Remembering Prof Sylwester Gogolewski

Prof Gogolewski worked on bioresorbable polymers at AO Research Institute Davos (ARI) for nearly two decades. He passed away on October 10, 2024, in Poland.

Gogolewski was born in Warsaw, Poland, in 1936. He received his master’s degree from the University of Lodz, where he specialized in chemistry. His doctoral dissertation dealt with nylon and his habilitation with the crystallization of polyamides. He later became associate professor and head of the Polymer Department at the Technical University of Zielona Góra, Poland. In 1980, he became a visiting professor at the Department of Polymer Chemistry at the University of Groningen, the Netherlands, working on vascular prostheses and polyurethanes. In 1983, he joined a Swedish R&D company in the French-speaking part of Switzerland.  

He joined the Laboratory for Experimental Surgery (LECD, now ARI) in 1988, tasked by Stephan Perren to research and develop resorbable materials for fracture treatment. He first studied polylactides as candidates to replace internal fixation devices and as bone substitute materials, membranes, and scaffolds for tissue engineering purposes. In his later years in Davos, his attention turned again to polyurethanes. He also studied elastomeric enriched biodegradable polyurethane sponges for critical bone defects and microporous polyurethane membranes for tissue engineering.

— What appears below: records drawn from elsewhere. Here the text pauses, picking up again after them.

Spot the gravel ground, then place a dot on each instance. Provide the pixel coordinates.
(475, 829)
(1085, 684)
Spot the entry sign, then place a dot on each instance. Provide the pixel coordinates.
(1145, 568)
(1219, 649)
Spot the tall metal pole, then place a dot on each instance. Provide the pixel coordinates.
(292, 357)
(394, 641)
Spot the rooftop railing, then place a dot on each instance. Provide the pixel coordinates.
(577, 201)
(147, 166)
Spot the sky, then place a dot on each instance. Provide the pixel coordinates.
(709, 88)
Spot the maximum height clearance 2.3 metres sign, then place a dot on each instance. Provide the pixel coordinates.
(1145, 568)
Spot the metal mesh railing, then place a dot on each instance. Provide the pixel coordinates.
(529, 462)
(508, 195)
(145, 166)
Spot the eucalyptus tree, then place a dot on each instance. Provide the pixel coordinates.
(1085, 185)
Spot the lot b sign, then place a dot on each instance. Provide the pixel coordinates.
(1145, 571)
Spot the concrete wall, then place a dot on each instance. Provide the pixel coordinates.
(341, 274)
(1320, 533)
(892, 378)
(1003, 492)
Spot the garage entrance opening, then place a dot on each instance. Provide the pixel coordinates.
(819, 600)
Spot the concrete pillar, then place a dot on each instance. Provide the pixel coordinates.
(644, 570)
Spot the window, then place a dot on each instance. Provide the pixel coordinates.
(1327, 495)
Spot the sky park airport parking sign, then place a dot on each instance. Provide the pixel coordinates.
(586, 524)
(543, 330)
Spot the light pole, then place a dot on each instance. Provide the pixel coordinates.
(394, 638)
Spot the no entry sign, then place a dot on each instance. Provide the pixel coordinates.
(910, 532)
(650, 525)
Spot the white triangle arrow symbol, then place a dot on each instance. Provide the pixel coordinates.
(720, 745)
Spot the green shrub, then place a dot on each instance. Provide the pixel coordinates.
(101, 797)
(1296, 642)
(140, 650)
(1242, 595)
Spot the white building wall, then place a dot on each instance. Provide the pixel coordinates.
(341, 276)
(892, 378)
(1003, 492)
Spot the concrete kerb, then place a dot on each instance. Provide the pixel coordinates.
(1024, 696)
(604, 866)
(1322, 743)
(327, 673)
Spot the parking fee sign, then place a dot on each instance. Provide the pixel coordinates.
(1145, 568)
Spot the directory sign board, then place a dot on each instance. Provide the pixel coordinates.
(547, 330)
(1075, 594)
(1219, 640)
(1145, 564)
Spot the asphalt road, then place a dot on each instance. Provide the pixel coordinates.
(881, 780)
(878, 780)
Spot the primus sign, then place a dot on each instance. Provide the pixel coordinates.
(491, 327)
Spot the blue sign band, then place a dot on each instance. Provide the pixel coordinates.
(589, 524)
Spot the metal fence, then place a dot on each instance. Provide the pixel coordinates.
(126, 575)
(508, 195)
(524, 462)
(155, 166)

Gogolewski published 150 peer-reviewed papers in leading orthopedic and biomaterials journals. The broad scope of resorbable polymers for possible use in fracture fixation had just started in the early 1990s, and Gogolewski’s essential scientific work at ARI on designing polymers (from bulk material to membranes to porous scaffolds) to adjunct use to metals is still highly referenced today. Unfortunately, translation to the clinics was much slower than expected.   

ARI Director Geoff Richards shared his memories of Gogolewski: “Sylwester was proud to introduce me to Poland 20 years ago, where he showed me around the beautiful city of Krakow and took me on a trip to Auschwitz, which left a permanent memory. We then went to the Polish Biomaterials Society in Rytro, where we both presented and networked. Several years later Sylwester helped me to affiliate the Polish Biomaterials Society with the European Society for Biomaterials. After his retirement from ARI in 2007, he moved back to Zielona Góra, where he was still active and worked at the university’s Department of Biomedical Engineering, giving courses on biomaterials for biomedical engineering students. He had a long life and kept up his interest in biomaterials until he could no longer work. I wish condolences to his family and friends.”